There's an on-camera retort that this method gets us further from the truth. While it isn't argued on screen, that's the larger conversation that audiences are bound to have about the method of Stories We Tell.


Your personal response to the film will have a lot to do with your beliefs regarding documentary film techniques and the nature of truth. To me, the film's great strength is Polley's attempt to acknowledge and even present the jagged, asymmetrical, malleable nature of the truth. By decentering the documentary from a single, dominant narrative point of view, her job as the director is essentially to put the Atwood quotation into action. Here's the chaos of multiple voices, here's the parallax view of a family history, and now it's time to find the imperfect shape of lived life. This is difficult since certain things remain unsaid, forgotten, or misremembered. We tell stories, we tell them a certain way, and even the mistakes and the acts of equivocation say so much about the stories that we tell and the way that we tell them (and, sometimes inadvertently, who we are as tellers and what we care about).

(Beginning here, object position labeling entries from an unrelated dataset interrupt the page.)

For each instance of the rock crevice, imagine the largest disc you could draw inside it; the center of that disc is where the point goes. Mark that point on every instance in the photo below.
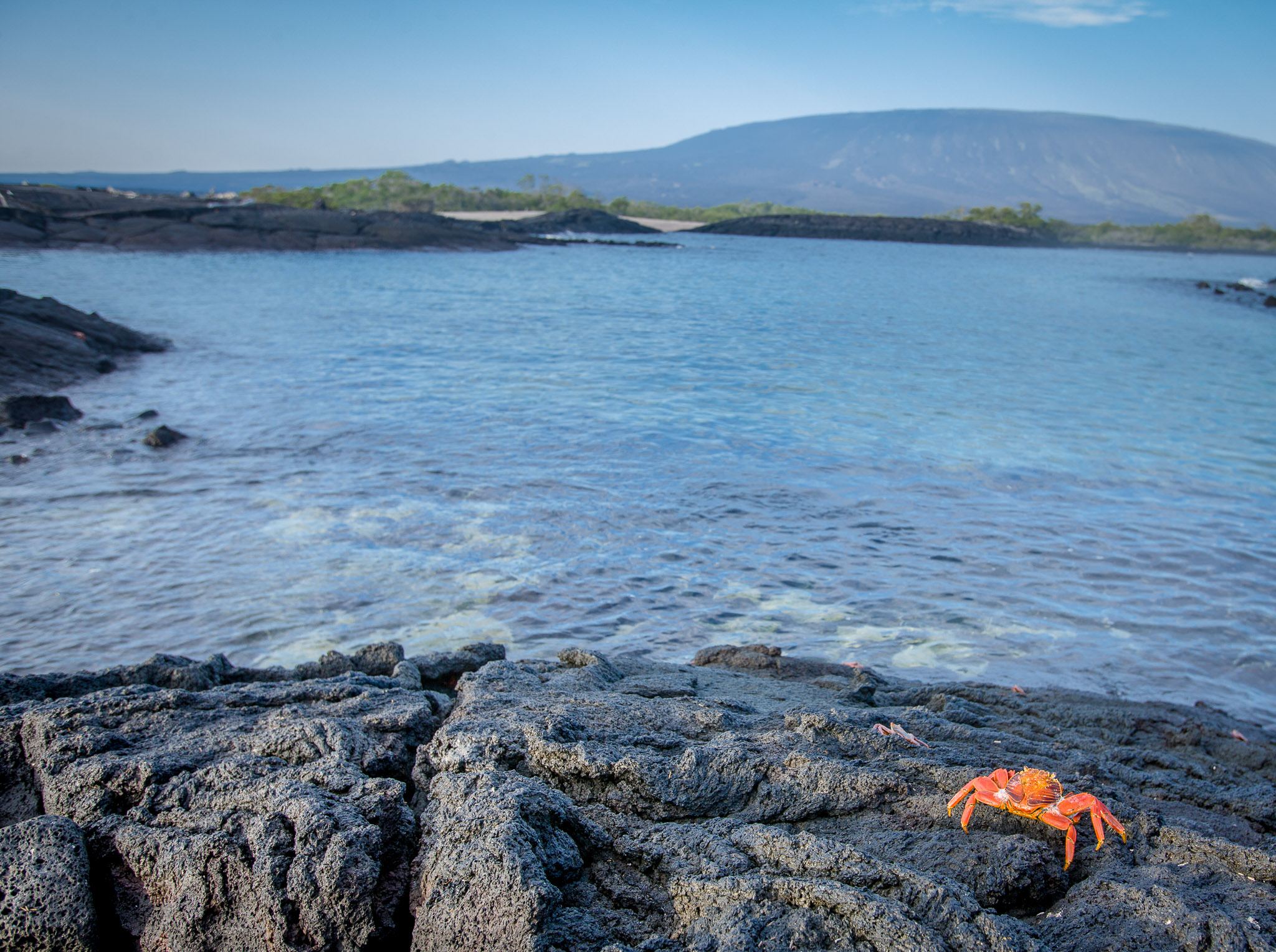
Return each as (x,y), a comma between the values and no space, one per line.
(746,803)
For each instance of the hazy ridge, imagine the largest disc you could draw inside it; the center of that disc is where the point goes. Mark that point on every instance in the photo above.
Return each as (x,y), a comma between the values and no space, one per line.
(1085,169)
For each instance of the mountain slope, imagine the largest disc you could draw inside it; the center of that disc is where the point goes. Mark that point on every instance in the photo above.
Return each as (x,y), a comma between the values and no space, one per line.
(900,163)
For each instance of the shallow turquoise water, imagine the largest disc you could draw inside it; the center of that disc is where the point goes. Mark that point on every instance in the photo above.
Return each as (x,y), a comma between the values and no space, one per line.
(1011,465)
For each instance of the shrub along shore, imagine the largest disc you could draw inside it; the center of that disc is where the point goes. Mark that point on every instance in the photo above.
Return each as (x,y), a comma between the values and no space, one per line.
(396,191)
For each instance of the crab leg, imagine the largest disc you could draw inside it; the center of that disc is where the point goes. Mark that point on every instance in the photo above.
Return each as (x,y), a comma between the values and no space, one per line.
(1099,814)
(1053,817)
(986,790)
(960,796)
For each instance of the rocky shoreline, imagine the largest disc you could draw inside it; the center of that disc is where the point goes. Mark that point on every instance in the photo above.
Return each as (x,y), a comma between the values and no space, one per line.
(46,345)
(460,801)
(932,231)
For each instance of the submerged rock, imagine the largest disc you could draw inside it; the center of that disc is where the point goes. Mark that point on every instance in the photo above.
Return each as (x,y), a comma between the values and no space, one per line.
(49,345)
(163,437)
(21,411)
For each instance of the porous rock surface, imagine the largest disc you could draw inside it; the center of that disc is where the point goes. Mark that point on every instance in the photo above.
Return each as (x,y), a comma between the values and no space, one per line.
(460,801)
(45,898)
(621,804)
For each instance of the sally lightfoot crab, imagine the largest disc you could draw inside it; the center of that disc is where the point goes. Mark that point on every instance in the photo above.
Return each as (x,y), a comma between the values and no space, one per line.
(1038,794)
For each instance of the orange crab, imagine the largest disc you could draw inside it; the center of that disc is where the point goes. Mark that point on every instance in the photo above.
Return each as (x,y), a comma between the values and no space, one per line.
(1038,794)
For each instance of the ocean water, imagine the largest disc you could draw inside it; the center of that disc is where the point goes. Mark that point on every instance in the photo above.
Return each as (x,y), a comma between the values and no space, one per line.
(1021,466)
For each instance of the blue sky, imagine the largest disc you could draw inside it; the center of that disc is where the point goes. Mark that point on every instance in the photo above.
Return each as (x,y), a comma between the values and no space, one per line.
(150,86)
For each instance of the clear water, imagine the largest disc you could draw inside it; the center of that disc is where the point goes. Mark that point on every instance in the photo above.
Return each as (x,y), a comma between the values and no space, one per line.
(1019,466)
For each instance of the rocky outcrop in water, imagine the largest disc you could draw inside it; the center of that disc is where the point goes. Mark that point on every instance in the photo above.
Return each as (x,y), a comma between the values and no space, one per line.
(932,231)
(47,345)
(598,804)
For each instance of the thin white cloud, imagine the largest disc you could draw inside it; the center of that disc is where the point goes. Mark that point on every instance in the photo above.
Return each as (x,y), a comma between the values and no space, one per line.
(1049,13)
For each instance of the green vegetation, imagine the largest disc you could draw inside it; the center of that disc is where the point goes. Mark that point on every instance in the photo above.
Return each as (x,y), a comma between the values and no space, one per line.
(400,192)
(1199,231)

It can be argued that Polley herself becomes the dominant voice over these other voices, even over her father who speaks directly into the camera in his home and also into a microphone in a recording studio -- different narratives, different tones, and yet the same voice about many of the same things. As the director, Polley's the demiurge using raw narrative material to construct a film world to contain the story of her family, and yet I think it's more complicated than just that. Each voice, though clipped, gets to present itself uniquely. Polley even acknowledges this sense of imbalance since she's the filmmaker who gets to present this story (which is itself a collection of multiple stories).


The driving impulse of this form of presentation seems more about polyphony rather than whittling all narratives down to a single and resolvable note. Life is messier than the latter, and though narrative structures seem to emerge the further away we get from the chaotic events of life, not everything becomes clear. Some things do to a certain extent, such as the portrait of Polley's mother, but even then, the story's merely clearer, not perfect. Maybe the cleverness of the structural play in Stories We Tell is necessary. It helps Polley acknowledge this power imbalance as the director, and it also functions as a kind of self-defense mechanism. The truth can hurt, and a little bit of humor and trickery offers necessary distance, something that can help make the truth a bit more palatable. (But like George Saunders said, maybe humor is what happens when the truth arrives sooner than we expect it.)

I don't want to spoil the enjoyment of Stories We Tell by saying much more, because maybe I've already said too much. I actually went into the film knowing some of its bigger secrets, and even knowing what I did, I still found so much of the documentary worthwhile as a storytelling experience as well as a formal exercise. Those immediate concerns about family and love aren't blunted by its coy delivery or the esoteric meta concerns, and that may say something about the way certain stories resonate with us, both because of how they're told and regardless of how they're told.

Stories We Tell is screening as part of DOC NYC at SVA on Sunday 11/17 at 11:00am. Sarah Polley is expected to be in attendance.